To open it, go to Applications → Password Attacks → Online Attacks → hydra.
It will open the terminal console, as shown in the following screenshot.
In this case, we will brute force FTP service of metasploitable machine, which has IP 192.168.1.101
We have created in Kali a word list with extension ‘lst’ in the path usr\share\wordlist\metasploit.
The command will be as follows −
hydra -l /usr/share/wordlists/metasploit/user -P /usr/share/wordlists/metasploit/ passwords ftp://192.168.1.101 –V
where –V is the username and password while trying
As shown in the following screenshot, the username and password are found which are msfadmin:msfadmin
Johnny
Johnny is a GUI for the John the Ripper password cracking tool. Generally, it is used for weak passwords.
To open it, go to Applications → Password Attacks → johnny.
In this case, we will get the password of Kali machine with the following command and a file will be created on the desktop.
Click “Open Passwd File” → OK and all the files will be shown as in the following screenshot.
After the attack is complete, click the left panel at “Passwords” and the password will be unshaded.
John
john is a command line version of Johnny GUI. To start it, open the Terminal and type “john”.

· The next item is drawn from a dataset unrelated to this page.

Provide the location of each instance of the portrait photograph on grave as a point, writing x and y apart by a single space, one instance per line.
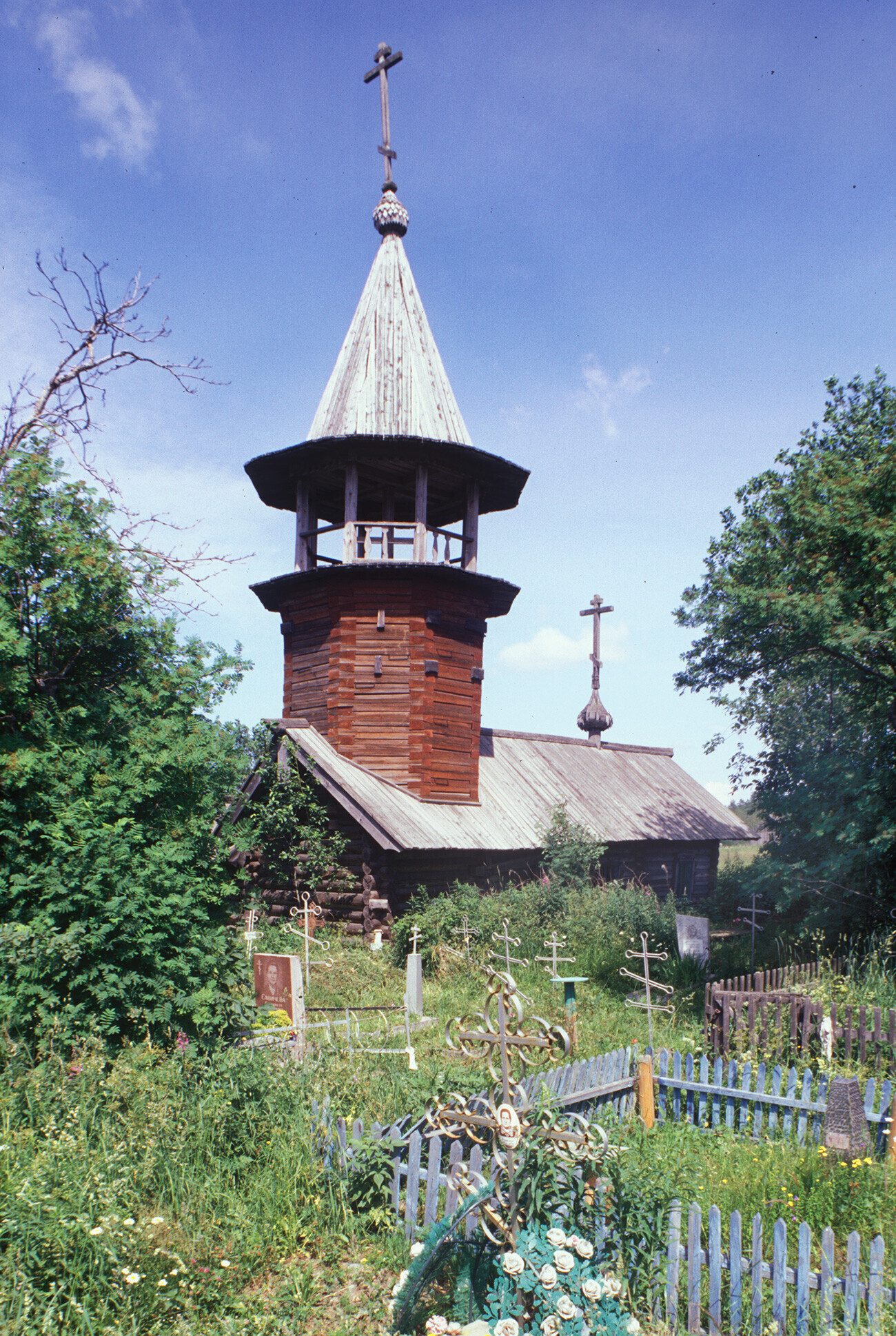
278 982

In case of unshadowing the password, we need to write the following command −
root@kali:~# unshadow passwd shadow > unshadowed.txt
Rainbowcrack
The RainbowCrack software cracks hashes by rainbow table lookup. Rainbow tables are ordinary files stored on the hard disk. Generally, Rainbow tables are bought online or can be compiled with different tools.
To open it, go to Applications → Password Attacks → click “rainbowcrack”.
The command to crack a hash password is −
rcrack path_to_rainbow_tables -f path_to_password_hash
SQLdict
It is a dictionary attack tool for SQL server and is very easy and basic to be used. To open it, open the terminal and type “sqldict”. It will open the following view.
Under “Target IP Server”, enter the IP of the server holding the SQL. Under “Target Account”, enter the username. Then load the file with the password and click “start” until it finishes.
hash-identifier
It is a tool that is used to identify types of hashes, meaning what they are being used for. For example, if I have a HASH, it can tell me if it is a Linux or windows HASH.
The above screen shows that it can be a MD5 hash and it seems a Domain cached credential.